Unifor’s role as a corporate partner in the restructuring of the auto industry at the expense of autoworkers is the inevitable outcome of its nationalist-corporatist strategy, and systematic subordination of workers’ interests to capitalist profit.
Since splitting from the United Auto Workers in 1985, both the CAW/Unifor and the UAW have pitted Canadian and American workers against each other to compete for investments and product commitments. In the name of defending “Canadian jobs,” Unifor and Dias have also promoted their own particularly foul brand of anti-Mexican chauvinism, while suppressing, as in the case of last year’s Oshawa GM plant closure, strikes and other job action against corporate downsizing. The end result has been the destruction of tens of thousands of auto jobs, round after round of concessionary contracts, the shutdown of entire plants, and speed-up and the gutting of work rules.
Unifor’s successful push for a three-year-long contract with Ford—a key element in the contract “pattern” it now intends to extend to FCA and GM—is aimed at intensifying this fratricidal conflict. Unifor wants its contracts with the Detroit Three to expire in September 2023 at the same time as those of the UAW not in order to a facilitate a joint struggle by North American autoworkers. On the contrary, Dias has stressed that synchronized bargaining will allow Unifor to compete directly with the UAW for products, and prevent the “migration of investment to Mexico,” once again assisting corporate whipsawing,
Autoworkers across the Detroit Three’s operations in Canada must reject this ruinous course.
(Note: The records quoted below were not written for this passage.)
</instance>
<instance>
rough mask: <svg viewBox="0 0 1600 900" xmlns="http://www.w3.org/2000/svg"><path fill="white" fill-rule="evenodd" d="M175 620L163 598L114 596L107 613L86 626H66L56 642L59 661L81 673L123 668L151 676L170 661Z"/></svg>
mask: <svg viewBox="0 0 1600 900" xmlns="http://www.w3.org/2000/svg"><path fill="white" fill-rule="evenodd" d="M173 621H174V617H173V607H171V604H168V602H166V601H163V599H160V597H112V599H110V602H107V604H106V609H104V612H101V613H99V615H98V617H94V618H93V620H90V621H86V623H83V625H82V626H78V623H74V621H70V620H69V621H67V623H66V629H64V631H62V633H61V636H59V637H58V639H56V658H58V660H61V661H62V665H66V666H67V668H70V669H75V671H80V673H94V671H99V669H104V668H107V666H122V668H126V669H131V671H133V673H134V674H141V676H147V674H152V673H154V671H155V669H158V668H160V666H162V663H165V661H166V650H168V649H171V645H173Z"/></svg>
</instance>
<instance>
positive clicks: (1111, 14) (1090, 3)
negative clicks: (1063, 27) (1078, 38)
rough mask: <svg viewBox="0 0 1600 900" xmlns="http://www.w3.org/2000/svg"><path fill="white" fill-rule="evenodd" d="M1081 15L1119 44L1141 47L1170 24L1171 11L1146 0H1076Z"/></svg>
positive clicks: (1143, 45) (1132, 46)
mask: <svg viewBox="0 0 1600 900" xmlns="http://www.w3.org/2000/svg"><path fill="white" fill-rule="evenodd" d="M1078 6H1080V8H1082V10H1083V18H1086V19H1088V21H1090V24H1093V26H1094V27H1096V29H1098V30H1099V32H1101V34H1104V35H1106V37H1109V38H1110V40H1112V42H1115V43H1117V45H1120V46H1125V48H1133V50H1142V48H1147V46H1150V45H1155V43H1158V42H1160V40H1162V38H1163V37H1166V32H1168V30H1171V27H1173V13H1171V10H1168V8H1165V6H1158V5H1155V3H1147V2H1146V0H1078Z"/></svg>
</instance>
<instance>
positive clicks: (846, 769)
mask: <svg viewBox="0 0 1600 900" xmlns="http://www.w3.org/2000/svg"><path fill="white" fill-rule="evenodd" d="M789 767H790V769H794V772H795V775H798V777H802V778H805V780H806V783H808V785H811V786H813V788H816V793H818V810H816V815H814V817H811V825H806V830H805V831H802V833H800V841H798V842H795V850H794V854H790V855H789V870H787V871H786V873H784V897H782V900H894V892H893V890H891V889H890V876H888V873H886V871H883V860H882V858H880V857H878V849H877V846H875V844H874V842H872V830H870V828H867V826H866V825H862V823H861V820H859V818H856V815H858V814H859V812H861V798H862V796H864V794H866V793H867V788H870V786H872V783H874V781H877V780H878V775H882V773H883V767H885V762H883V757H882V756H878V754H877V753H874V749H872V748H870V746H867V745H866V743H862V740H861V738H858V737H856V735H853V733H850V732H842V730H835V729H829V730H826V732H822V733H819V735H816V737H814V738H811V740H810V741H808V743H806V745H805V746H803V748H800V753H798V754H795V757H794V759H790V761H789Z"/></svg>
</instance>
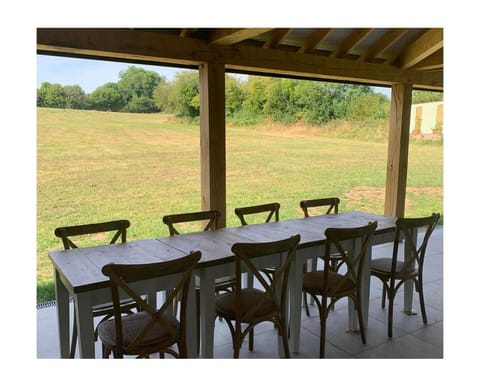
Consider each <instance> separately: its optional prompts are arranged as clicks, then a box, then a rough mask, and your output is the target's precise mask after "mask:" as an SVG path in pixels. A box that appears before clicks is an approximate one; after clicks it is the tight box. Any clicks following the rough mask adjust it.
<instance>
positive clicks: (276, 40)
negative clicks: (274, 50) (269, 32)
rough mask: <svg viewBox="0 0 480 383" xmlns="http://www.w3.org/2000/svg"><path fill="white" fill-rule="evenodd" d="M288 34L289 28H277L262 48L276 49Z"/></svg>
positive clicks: (265, 41) (271, 34) (264, 44)
mask: <svg viewBox="0 0 480 383" xmlns="http://www.w3.org/2000/svg"><path fill="white" fill-rule="evenodd" d="M288 32H290V28H277V29H274V30H273V31H272V34H271V35H270V38H269V39H268V40H267V41H265V43H264V44H263V48H276V47H278V45H279V44H280V42H281V41H282V39H283V38H284V37H285V36H286V35H287V33H288Z"/></svg>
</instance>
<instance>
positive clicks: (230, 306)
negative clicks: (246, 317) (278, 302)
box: [215, 288, 278, 320]
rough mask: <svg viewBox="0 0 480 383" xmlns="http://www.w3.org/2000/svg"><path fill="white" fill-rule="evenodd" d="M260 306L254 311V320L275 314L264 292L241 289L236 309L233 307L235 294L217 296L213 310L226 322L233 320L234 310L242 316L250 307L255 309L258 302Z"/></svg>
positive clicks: (267, 295) (273, 304) (274, 309)
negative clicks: (237, 311)
mask: <svg viewBox="0 0 480 383" xmlns="http://www.w3.org/2000/svg"><path fill="white" fill-rule="evenodd" d="M261 301H262V303H261V305H259V307H258V308H257V310H256V311H255V317H254V318H261V317H263V316H265V315H271V313H275V312H276V311H278V310H276V308H275V304H274V302H273V301H272V300H271V298H270V297H269V296H268V295H267V294H265V292H264V291H261V290H258V289H255V288H247V289H242V290H241V293H240V305H239V306H238V307H237V306H236V305H235V293H234V292H233V293H226V294H222V295H219V296H218V297H217V298H216V303H215V308H216V310H217V312H218V313H220V314H221V315H222V316H223V317H224V318H226V319H228V320H235V312H236V310H237V309H238V310H240V315H241V316H243V315H245V313H246V312H247V311H248V310H250V309H251V308H252V307H255V306H256V305H257V304H258V303H259V302H261Z"/></svg>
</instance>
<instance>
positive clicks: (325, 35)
mask: <svg viewBox="0 0 480 383" xmlns="http://www.w3.org/2000/svg"><path fill="white" fill-rule="evenodd" d="M330 31H331V28H318V29H315V30H314V31H313V32H312V33H311V35H310V36H309V37H308V39H307V41H306V42H305V44H304V45H303V46H301V47H300V48H299V49H298V51H297V53H312V52H313V51H314V49H315V47H316V46H317V45H318V44H319V43H320V41H322V39H323V38H325V36H326V35H327V34H328V32H330Z"/></svg>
Fiat-Chrysler and General Motors workers face in the immediate weeks ahead the necessity of organizing independently of Unifor to block its efforts to impose similar pro-corporate, job-cutting agreements as it has done at Ford.
As for Ford workers, the available details on the ratified contract make clear that they will come into bitter conflict with the Unifor/company “partnership” sooner rather than later, whether it is over the new AWS regime, pressure to take early retirement, the looming threat of lay-offs, or the coronavirus pandemic.
The urgent task before autoworkers is therefore the formation of independent rank-and-file action committees in every plant. These committees must fight for decent-paying, secure jobs for all, the rehiring of all workers who have been laid off, the abolition of the two-tier system and the temporary employment program, and worker control over safety measures to combat COVID-19. To fight for these demands, workers must unite with their class brothers and sisters in the United States, Mexico, and internationally in a common struggle.